Researchers have revealed a new molecular mechanism by which bacteria adhere to cellulose fibers in the human gut. Thanks to two different binding modes, they can withstand the shear forces in the body. Scientists of the University of Basel and ETH Zurich published their results in the journal “Nature Communications”.
Cellulose is a major building block of plant cell walls, consisting of molecules linked together into solid fibers. For humans, cellulose is indigestible, and the majority of gut bacteria lack the enzymes required to break down cellulose.
However, recently genetic material from the cellulose-degrading bacterium R. champanellensis was detected in human gut samples. Bacterial colonization of the intestine is essential for human physiology, and understanding how gut bacteria adhere to cellulose broadens our knowledge of the microbiome and its relationship to human health.
The bacterium under investigation uses an intricate network of scaffold proteins and enzymes on the outer cell wall, referred to as a cellulosome network, to attach to and degrade cellulose fibers. These cellulosome networks are held together by families of interacting proteins.
Of particular interest is the cohesin-dockerin interaction responsible for anchoring the cellulosome network to the cell wall. This interaction needs to withstand shear forces in the body to adhere to fiber. This vital feature motivated the researchers to investigate in more detail how the anchoring complex responds to mechanical forces.
By using a combination of single-molecule atomic force microscopy, single-molecule fluorescence and molecular dynamics simulations, Professor Michael Nash from the University of Basel and ETH Zurich along with collaborators from LMU Munich and Auburn University studied how the complex resists external force.
Two binding modes allow bacteria to stick to surfaces under flow
They were able to show that the complex exhibits a rare behavior called dual binding mode, where the proteins form a complex in two distinct ways.
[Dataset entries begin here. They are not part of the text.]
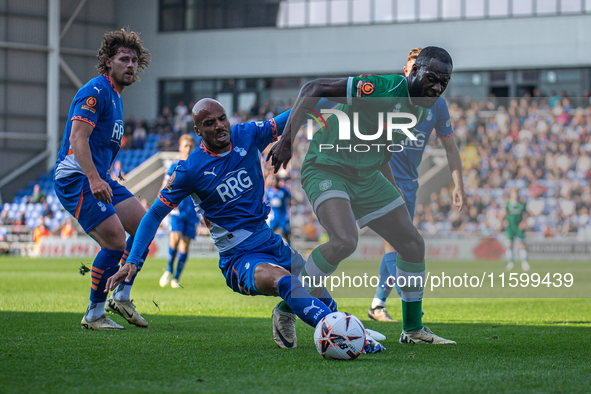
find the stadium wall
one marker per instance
(487, 44)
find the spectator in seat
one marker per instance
(68, 230)
(38, 196)
(40, 231)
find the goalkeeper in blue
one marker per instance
(224, 177)
(405, 169)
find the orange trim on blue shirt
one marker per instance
(78, 117)
(274, 126)
(167, 202)
(204, 149)
(110, 82)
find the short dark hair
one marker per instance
(429, 53)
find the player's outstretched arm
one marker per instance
(81, 131)
(143, 237)
(455, 165)
(387, 173)
(310, 94)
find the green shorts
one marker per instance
(514, 231)
(371, 197)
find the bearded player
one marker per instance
(347, 188)
(224, 177)
(105, 209)
(405, 169)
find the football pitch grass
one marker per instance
(205, 338)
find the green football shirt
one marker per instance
(370, 99)
(515, 213)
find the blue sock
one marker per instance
(387, 269)
(105, 265)
(327, 299)
(171, 257)
(181, 264)
(311, 310)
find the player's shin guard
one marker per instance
(311, 310)
(384, 288)
(523, 254)
(327, 299)
(324, 296)
(171, 256)
(316, 270)
(105, 265)
(411, 279)
(509, 250)
(181, 264)
(123, 291)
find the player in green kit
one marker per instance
(346, 174)
(514, 213)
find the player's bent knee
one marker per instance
(413, 249)
(266, 277)
(343, 245)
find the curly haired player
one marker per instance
(104, 208)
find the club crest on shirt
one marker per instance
(90, 104)
(325, 184)
(241, 151)
(170, 181)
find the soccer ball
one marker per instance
(339, 336)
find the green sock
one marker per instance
(284, 307)
(411, 294)
(412, 315)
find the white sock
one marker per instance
(122, 293)
(377, 303)
(523, 255)
(95, 310)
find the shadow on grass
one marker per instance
(50, 352)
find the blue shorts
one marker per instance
(76, 198)
(239, 268)
(180, 224)
(409, 190)
(280, 221)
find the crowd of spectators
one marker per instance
(541, 146)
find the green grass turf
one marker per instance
(205, 338)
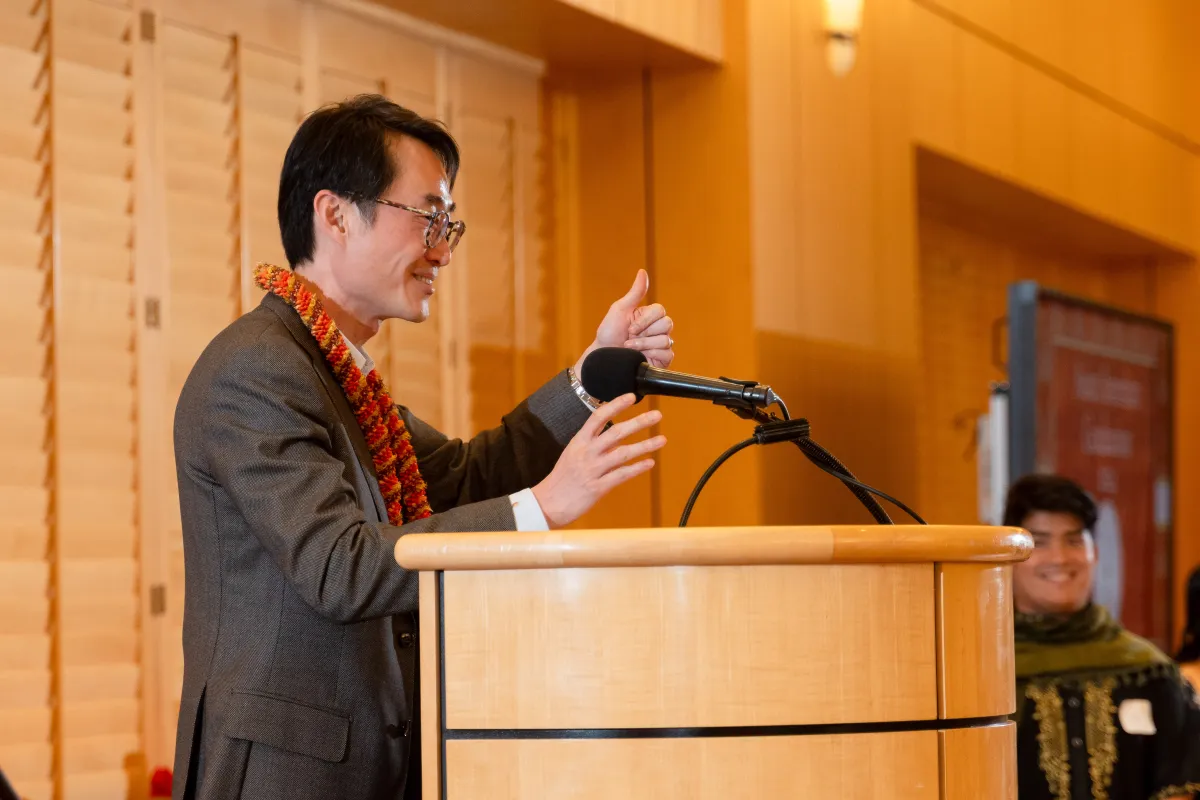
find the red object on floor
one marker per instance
(160, 782)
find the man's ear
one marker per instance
(329, 215)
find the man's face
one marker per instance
(388, 271)
(1057, 576)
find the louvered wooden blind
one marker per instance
(139, 162)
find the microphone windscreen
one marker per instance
(607, 373)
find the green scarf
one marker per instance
(1089, 643)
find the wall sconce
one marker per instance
(844, 18)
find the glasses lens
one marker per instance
(437, 229)
(455, 235)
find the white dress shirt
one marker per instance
(525, 505)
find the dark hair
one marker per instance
(343, 148)
(1048, 493)
(1191, 649)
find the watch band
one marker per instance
(577, 388)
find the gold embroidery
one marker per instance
(1170, 792)
(1051, 739)
(1102, 747)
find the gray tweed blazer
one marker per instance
(299, 626)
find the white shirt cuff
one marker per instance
(527, 511)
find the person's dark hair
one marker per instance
(343, 148)
(1048, 493)
(1191, 649)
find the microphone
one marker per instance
(607, 373)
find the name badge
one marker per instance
(1137, 717)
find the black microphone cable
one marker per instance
(772, 429)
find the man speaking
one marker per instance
(298, 473)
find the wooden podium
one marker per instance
(724, 662)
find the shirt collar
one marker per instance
(361, 360)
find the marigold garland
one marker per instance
(390, 444)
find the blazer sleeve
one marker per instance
(514, 456)
(267, 440)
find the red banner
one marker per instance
(1103, 419)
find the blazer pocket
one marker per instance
(289, 725)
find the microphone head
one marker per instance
(607, 373)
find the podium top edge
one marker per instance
(733, 546)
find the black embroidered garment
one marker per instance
(1102, 714)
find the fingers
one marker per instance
(660, 359)
(661, 342)
(660, 326)
(601, 416)
(628, 428)
(618, 456)
(645, 317)
(622, 474)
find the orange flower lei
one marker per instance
(390, 444)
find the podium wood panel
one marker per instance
(862, 767)
(975, 626)
(689, 647)
(979, 763)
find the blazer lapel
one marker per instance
(304, 337)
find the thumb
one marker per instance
(637, 292)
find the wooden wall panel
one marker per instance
(25, 477)
(964, 292)
(1095, 119)
(95, 379)
(1140, 55)
(496, 118)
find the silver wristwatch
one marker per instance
(577, 388)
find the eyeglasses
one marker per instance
(439, 228)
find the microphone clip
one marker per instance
(768, 433)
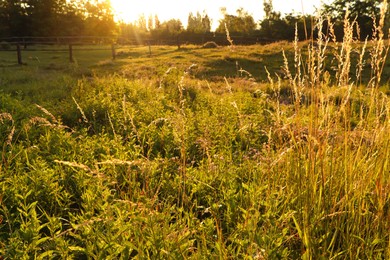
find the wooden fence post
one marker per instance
(71, 53)
(113, 51)
(19, 53)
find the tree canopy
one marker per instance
(40, 18)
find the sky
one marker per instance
(130, 10)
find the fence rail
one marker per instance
(6, 43)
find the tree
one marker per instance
(242, 23)
(199, 23)
(363, 11)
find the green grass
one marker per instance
(193, 153)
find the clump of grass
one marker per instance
(174, 167)
(210, 45)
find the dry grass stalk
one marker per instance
(45, 111)
(7, 116)
(81, 111)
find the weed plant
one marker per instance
(175, 167)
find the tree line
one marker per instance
(45, 18)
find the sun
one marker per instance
(130, 10)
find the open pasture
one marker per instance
(241, 152)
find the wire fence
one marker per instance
(68, 43)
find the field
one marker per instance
(236, 152)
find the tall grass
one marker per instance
(175, 167)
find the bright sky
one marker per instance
(130, 10)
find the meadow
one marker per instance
(278, 151)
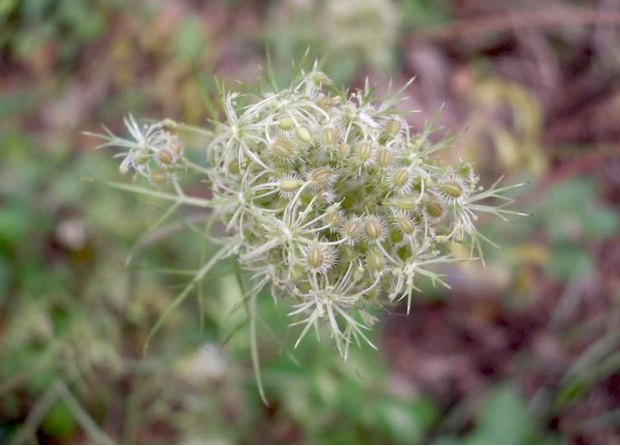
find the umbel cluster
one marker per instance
(326, 195)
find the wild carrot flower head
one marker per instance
(329, 197)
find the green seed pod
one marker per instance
(374, 229)
(143, 157)
(343, 151)
(393, 127)
(401, 177)
(375, 261)
(332, 218)
(290, 185)
(348, 253)
(408, 203)
(321, 177)
(385, 157)
(364, 152)
(325, 102)
(434, 209)
(452, 188)
(286, 123)
(233, 167)
(352, 228)
(316, 258)
(303, 134)
(159, 177)
(329, 135)
(406, 225)
(283, 149)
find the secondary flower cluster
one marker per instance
(332, 199)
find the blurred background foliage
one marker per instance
(525, 350)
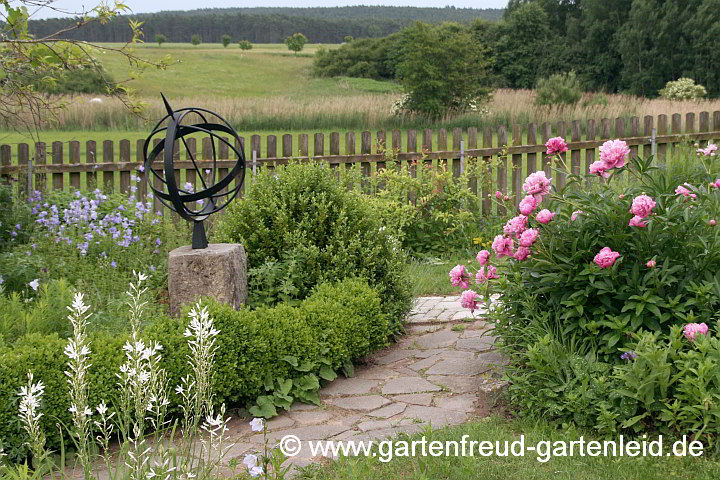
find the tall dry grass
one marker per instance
(366, 112)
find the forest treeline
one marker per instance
(265, 25)
(616, 46)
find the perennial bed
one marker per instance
(610, 294)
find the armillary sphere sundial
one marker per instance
(215, 195)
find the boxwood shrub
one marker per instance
(301, 227)
(337, 324)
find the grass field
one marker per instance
(269, 88)
(210, 70)
(508, 467)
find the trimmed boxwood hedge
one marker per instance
(341, 323)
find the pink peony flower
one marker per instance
(637, 221)
(606, 258)
(537, 185)
(482, 257)
(528, 237)
(527, 205)
(599, 168)
(516, 225)
(544, 216)
(642, 206)
(459, 277)
(709, 151)
(503, 246)
(469, 299)
(492, 272)
(692, 329)
(681, 190)
(613, 153)
(556, 145)
(522, 253)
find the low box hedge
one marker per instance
(337, 324)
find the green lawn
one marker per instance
(209, 70)
(526, 467)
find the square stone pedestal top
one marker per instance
(218, 271)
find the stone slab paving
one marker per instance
(442, 372)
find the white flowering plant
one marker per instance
(131, 437)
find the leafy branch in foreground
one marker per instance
(27, 62)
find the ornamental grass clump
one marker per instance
(137, 418)
(609, 295)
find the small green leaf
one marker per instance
(327, 373)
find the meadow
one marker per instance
(269, 89)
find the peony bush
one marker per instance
(608, 296)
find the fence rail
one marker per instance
(31, 166)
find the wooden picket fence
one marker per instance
(62, 165)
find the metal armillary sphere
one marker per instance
(215, 194)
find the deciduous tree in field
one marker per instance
(296, 42)
(439, 72)
(160, 39)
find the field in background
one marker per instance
(269, 89)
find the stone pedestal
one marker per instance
(218, 271)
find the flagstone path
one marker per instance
(443, 372)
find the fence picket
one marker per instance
(700, 127)
(502, 167)
(75, 159)
(5, 160)
(516, 174)
(40, 161)
(57, 159)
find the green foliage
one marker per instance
(278, 354)
(16, 224)
(439, 72)
(301, 227)
(296, 42)
(521, 46)
(275, 355)
(683, 89)
(105, 269)
(558, 89)
(365, 57)
(434, 211)
(328, 25)
(46, 313)
(566, 322)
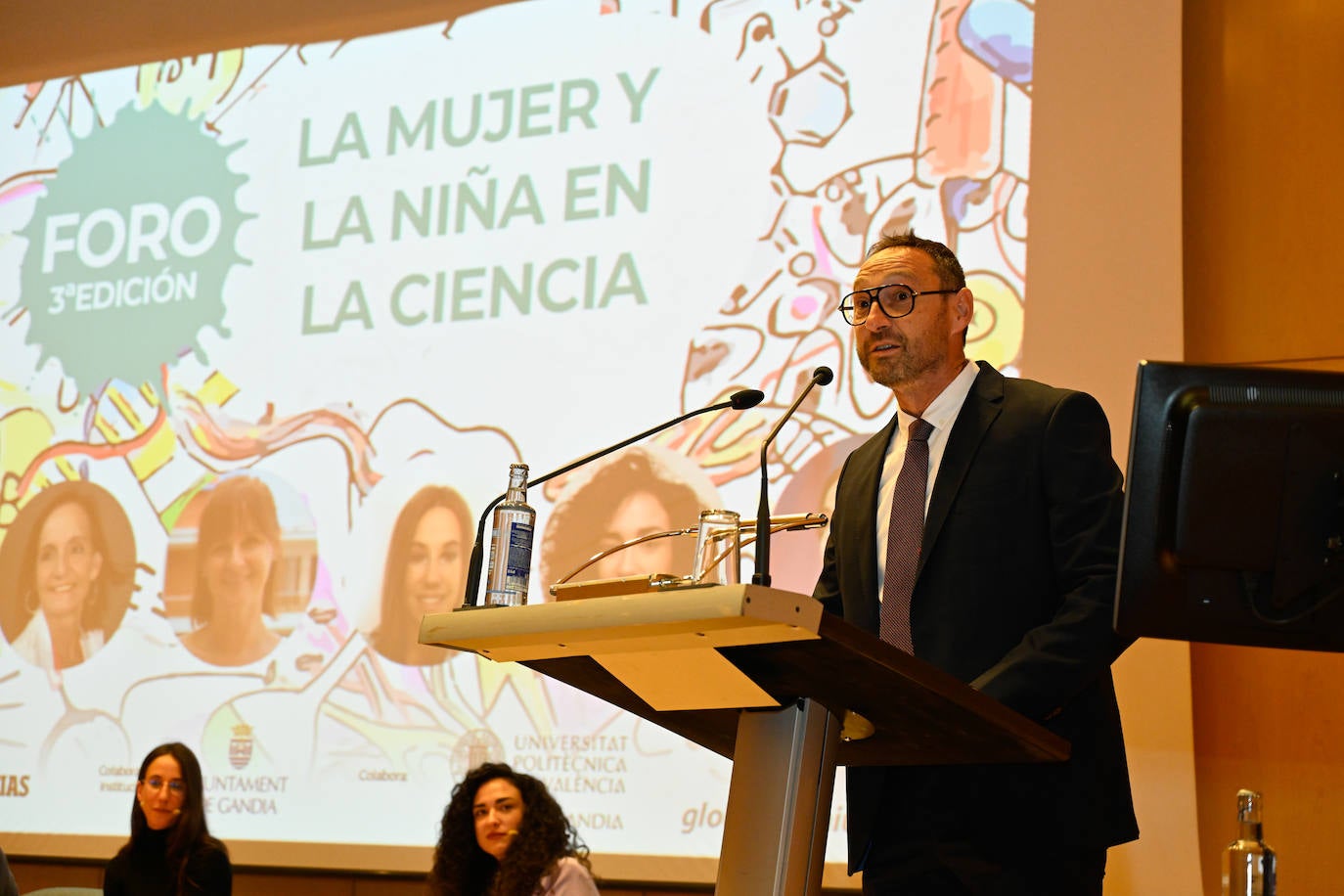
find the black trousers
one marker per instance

The researchers found that the two binding modes have very different mechanical properties, with one breaking at low forces of around 200 piconewtons and the other exhibiting a much higher stability breaking only at 600 piconewtons of force.
Further analysis showed that the protein complex displays a behavior called a “catch bond,” meaning that the protein interaction becomes stronger as force is ramped up. The dynamics of this interaction are believed to allow the bacteria to adhere to cellulose under shear stress and release the complex in response to new substrates or to explore new environments.
“We clearly observe the dual binding modes, but can only speculate on their biological significance. We think the bacteria might control the binding mode preference by modifying the proteins. This would allow switching from a low to high adhesion state depending on the environment,” Professor Nash explains.
By shedding light on this natural adhesion mechanism, these findings set the stage for the development of artificial molecular mechanisms that exhibit similar behavior but bind to disease targets. Such materials could have applications in bio-based medical superglues or shear-enhanced binding of therapeutic nanoparticles inside the body. “For now, we are excited to return to the laboratory and see what sticks,” says Nash.